I thought I take this moment to help people decipher what really goes behind Spidermon, and how it works. Since my mentors helped me understand it, I think its only right for me to pass on this knowledge.
Let’s start …
Source code is available here for your reference, since we would be referring it alot https://github.com/scrapinghub/spidermon/
I will be going with a brief overview of how Scrapy, the spiders and spidermon works together. This would need an understanding of the directory structure and code of Scrapy as well as basic know-how of what Spidermon is. Spidermon is a framework to build monitors for Scrapy spiders. It offers the following features:
- It can check the output data produced by Scrapy (or other sources) and verify it against a schema or model that defines the expected structure, data types, and value restrictions. (This is what I work on)
- It allows you to define conditions that should trigger an alert based on Scrapy stats.
- It supports notifications via email and Slack. (Also, this)
- It can generate custom reports. (And this)
Well, let’s say we built a spider, let’s call it our famous quotes spider that Scrapy’s docs site uses to teach people how to scrape with Scrapy. Here’s the code for the actual spider we make in the Spidermon’s Getting Started.
Pretty basic, right. From the
parse() method, we are scraping data of quote, author, author_url, and tags. Now, if we could have some system that could validate this data on the fly. Along with that, let me know the errors that comes, wherever I want it and be able to work efficiently.
The real idea here is not validating or monitoring the data of 10 or 50 spiders. Spidermon is built for when you have thousands of spiders deployed and troubleshooting and monitoring is a major pain for the developer. This process could be automated and that’s where Spidermon comes in. Coming back to our code.
If you follow through with the tutorial, then you see we are activating Spidermon through
settings.py in our Scrapy Project. Now, that validation we are using here is Schematics. Scroll down a bit, and you see how the monitors work. They inform about the status of our actions. After that’s done, this is how the
settings.py would be looking for your Spider.
The integer next to Item_pipelines dict is the priority, where it’s determined when the process will run. The
ItemValidationPipeline is the one that takes care of our validation, and that’s what we are going to use as well. So let’s head on to our Spidermon package and jump in a bit of pipeline.

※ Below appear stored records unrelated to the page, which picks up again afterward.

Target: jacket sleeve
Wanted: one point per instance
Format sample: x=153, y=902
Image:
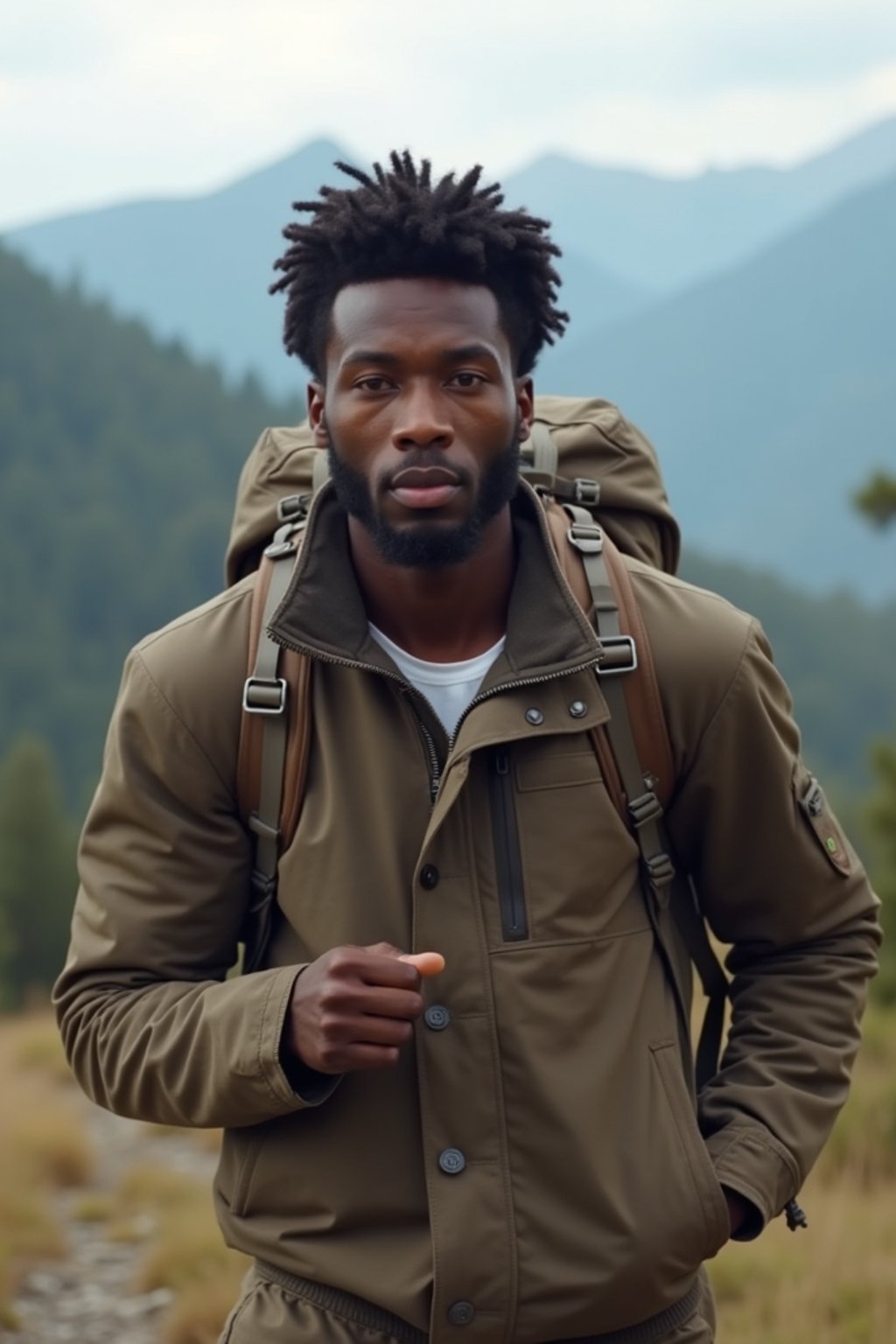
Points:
x=786, y=892
x=150, y=1023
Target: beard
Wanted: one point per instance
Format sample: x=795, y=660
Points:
x=429, y=546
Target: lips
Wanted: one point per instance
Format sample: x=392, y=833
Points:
x=424, y=486
x=424, y=478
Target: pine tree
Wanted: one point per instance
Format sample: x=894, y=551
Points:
x=878, y=499
x=37, y=872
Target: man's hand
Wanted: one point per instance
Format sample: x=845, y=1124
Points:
x=355, y=1007
x=739, y=1210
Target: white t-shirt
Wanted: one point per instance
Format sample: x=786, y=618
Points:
x=449, y=687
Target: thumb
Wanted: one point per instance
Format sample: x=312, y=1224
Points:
x=426, y=962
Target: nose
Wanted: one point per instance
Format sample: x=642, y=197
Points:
x=421, y=421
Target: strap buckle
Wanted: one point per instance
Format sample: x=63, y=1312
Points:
x=291, y=508
x=647, y=808
x=620, y=654
x=265, y=695
x=586, y=538
x=586, y=492
x=660, y=870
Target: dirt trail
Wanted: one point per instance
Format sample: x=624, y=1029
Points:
x=89, y=1298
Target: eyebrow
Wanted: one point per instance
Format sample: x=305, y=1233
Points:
x=382, y=356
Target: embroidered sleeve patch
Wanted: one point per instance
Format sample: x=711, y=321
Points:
x=817, y=814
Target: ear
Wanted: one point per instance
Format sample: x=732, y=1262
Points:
x=526, y=405
x=316, y=398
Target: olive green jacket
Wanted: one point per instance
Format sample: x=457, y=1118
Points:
x=536, y=1151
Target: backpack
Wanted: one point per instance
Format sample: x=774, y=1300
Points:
x=599, y=481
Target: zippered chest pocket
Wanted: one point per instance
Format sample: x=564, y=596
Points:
x=566, y=867
x=508, y=859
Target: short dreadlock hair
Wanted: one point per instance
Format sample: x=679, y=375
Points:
x=399, y=225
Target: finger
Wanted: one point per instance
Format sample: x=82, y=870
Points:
x=401, y=1004
x=388, y=972
x=378, y=1031
x=356, y=1058
x=426, y=962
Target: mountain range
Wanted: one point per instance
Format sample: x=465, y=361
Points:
x=117, y=476
x=743, y=318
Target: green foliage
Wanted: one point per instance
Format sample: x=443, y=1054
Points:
x=117, y=476
x=881, y=825
x=37, y=872
x=878, y=499
x=837, y=657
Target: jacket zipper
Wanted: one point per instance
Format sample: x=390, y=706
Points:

Going Deeper into the Spider’s Nest
This is a small tour I curated around Spidermon that helps you understand the code flow and directory better.
ItemValidationPipeline class stores all instructions and methods to our validators, and hence acts as a bridge and control center for Spidermon. Next, if you see below we can check the
from_crawler method. This chooses which validators will Spidermon be using for validating the data. There are of 2 kinds which are available:-
- JSONSchema – JSON Schema is a vocabulary that allows you to annotate and validate JSON documents. But, here we use JSON schemas to validate our data (Which is technically a schema), making the process extremely lightweight, functional and quite powerful in terms of customization and refactoring.

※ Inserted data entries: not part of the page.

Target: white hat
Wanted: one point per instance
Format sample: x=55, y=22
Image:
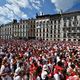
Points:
x=17, y=71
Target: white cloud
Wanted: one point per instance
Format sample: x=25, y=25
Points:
x=64, y=4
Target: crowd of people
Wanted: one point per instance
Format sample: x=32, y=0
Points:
x=39, y=60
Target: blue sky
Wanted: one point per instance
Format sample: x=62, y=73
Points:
x=10, y=9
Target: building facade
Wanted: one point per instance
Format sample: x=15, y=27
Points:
x=57, y=27
x=18, y=30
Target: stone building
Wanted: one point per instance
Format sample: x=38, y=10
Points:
x=58, y=27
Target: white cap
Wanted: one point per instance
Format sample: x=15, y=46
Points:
x=43, y=74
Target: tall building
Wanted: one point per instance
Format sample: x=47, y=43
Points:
x=58, y=27
x=24, y=29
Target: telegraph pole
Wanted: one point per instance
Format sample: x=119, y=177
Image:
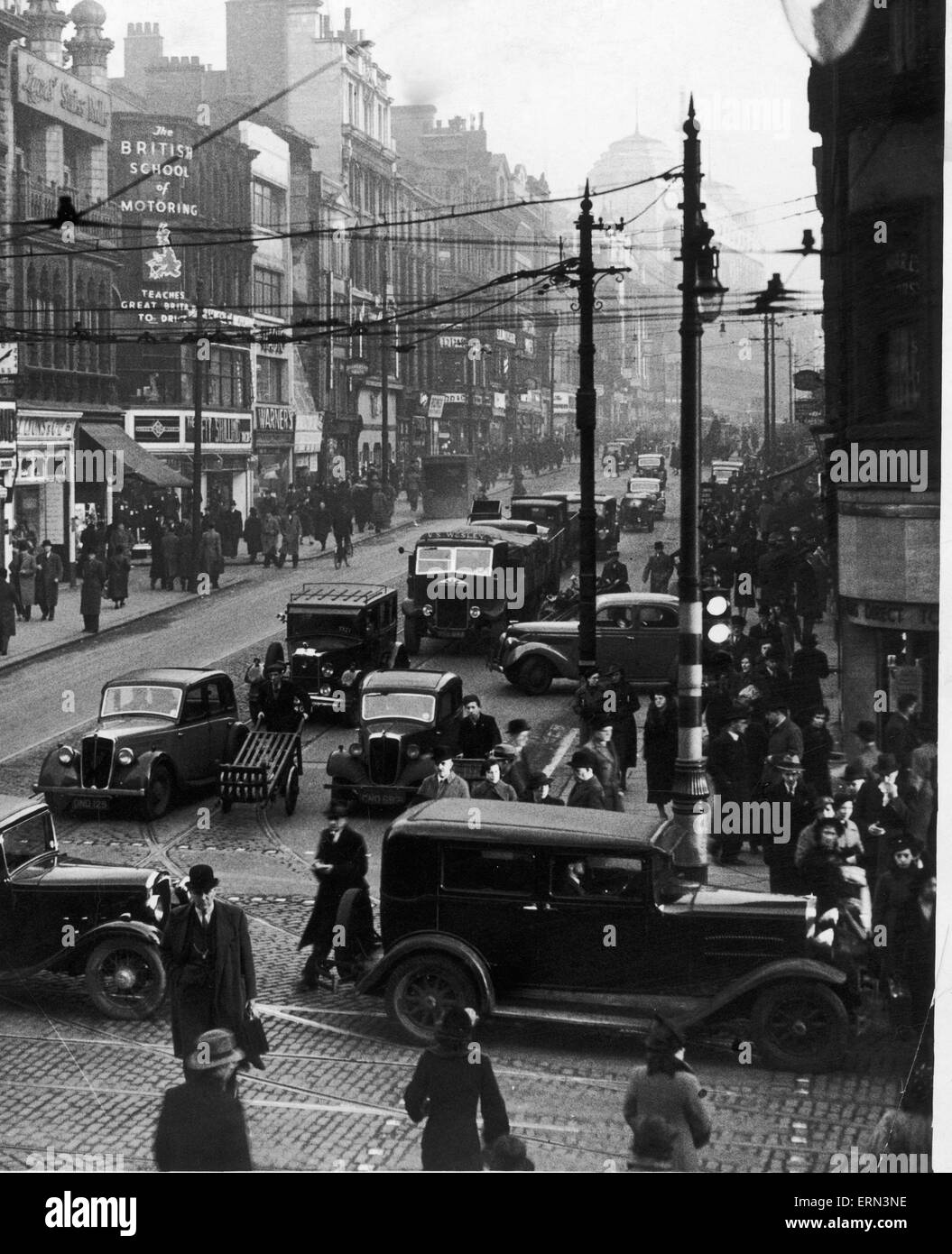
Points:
x=690, y=813
x=585, y=425
x=197, y=390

- Schematics – Schematics is a Python library to combine types into structures, validate them, and transform the shapes of your data based on simple descriptions. True Pythonistas would love this, as everything from Schemas to validation rules is written in Python. You can use all the power Python has to play with the rules on the go.
- Cerberus – That’s a new pipeline that I am currently working on. It’s quite powerful, very effective, compatible and through it, I am learning a lot of new things.

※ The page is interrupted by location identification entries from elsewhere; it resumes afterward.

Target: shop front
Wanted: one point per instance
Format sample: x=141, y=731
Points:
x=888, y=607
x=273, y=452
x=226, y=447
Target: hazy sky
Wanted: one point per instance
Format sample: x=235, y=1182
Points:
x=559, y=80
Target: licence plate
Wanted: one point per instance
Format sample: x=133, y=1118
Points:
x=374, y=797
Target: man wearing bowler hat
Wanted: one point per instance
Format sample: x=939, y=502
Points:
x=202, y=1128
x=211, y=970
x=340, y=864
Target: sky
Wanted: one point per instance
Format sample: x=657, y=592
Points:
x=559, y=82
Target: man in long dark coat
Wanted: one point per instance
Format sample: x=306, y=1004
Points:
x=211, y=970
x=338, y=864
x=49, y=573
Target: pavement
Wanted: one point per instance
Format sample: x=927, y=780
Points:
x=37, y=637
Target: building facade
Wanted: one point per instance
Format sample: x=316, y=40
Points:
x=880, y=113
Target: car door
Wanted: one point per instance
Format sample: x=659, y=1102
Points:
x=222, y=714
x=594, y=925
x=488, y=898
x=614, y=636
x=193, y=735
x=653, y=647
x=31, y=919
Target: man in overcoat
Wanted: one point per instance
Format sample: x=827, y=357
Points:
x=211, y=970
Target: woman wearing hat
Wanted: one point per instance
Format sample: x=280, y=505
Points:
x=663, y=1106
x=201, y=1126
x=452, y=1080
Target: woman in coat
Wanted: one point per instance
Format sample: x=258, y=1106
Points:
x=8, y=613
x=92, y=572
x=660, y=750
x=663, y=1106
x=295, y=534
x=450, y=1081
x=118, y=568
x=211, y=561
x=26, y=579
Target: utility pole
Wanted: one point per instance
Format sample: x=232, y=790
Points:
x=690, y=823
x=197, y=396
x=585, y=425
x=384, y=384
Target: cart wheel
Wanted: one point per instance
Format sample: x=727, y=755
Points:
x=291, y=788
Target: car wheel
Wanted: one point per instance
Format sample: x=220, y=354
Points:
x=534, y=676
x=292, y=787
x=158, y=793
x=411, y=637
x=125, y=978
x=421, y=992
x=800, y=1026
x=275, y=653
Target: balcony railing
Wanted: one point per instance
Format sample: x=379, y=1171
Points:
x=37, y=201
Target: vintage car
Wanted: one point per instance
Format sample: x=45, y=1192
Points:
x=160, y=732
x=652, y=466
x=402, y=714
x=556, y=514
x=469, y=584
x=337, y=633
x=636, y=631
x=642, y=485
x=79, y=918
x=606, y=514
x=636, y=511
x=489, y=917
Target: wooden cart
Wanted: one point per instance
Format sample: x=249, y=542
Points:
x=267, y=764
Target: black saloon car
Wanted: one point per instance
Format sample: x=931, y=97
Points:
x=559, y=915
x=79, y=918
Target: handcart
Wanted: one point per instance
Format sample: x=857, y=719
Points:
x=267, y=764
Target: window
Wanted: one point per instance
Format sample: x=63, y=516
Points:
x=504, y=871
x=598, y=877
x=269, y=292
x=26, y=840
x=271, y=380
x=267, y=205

That’s about it, now you are familiar with all the validation methods of Spidermon, let’s look at some more code of how the data processing happens.
process_item searches for valid validators that
from_crawler for us by parsing settings.py. Say, we want Schematics to be used for validating our data. We add Schematics model in
settings.py, at the time of execution (crawling), this model that we have and the data that the process_item method would give to the
validate() method of Schematics will do the actual data validation. Each pipeline has its own way to translate messages into a more uniform text that we at Spidermon uses.
Lastly, the spider finishes execution or goes for another run as per the code. Do remember that Spidermon is the last task that it runs just before pipelines take over to take the data into a database or output it into a JSON file. Whatever it is. The errors encountered in the data or dealt with as the client needs it to be. Through custom monitors, on the slack channel, through emails and much more notification that Spidermon offers.
So, Validation has been completed. What next?
Part of the journey is the end.
It’s truly up to you where would you like to take it next. Validation is just one of the key ways Spidermon can make the process of scraping more automated, more efficient and much more manageable. Build custom pipelines to take care of errors that pop up in your data. Build custom monitors that detect exceptions and take control of the data flow. There is so much more that could be done with Spidermon.
Well, that’s about it from my side. This has been one of the few posts where I dug into code this much. If I may speak honestly, I loved it. This is a few weeks of study and research that I did with the help of my mentors Julio and Renne. I am not sure without them this would have been possible. Let me know if you like to know more, read more. I would surely love to write about Spidermon Actions.
Hope this helps someone searching about it, in the distant future. I would have loved to find this earlier. That’s all, live in the mix, guys.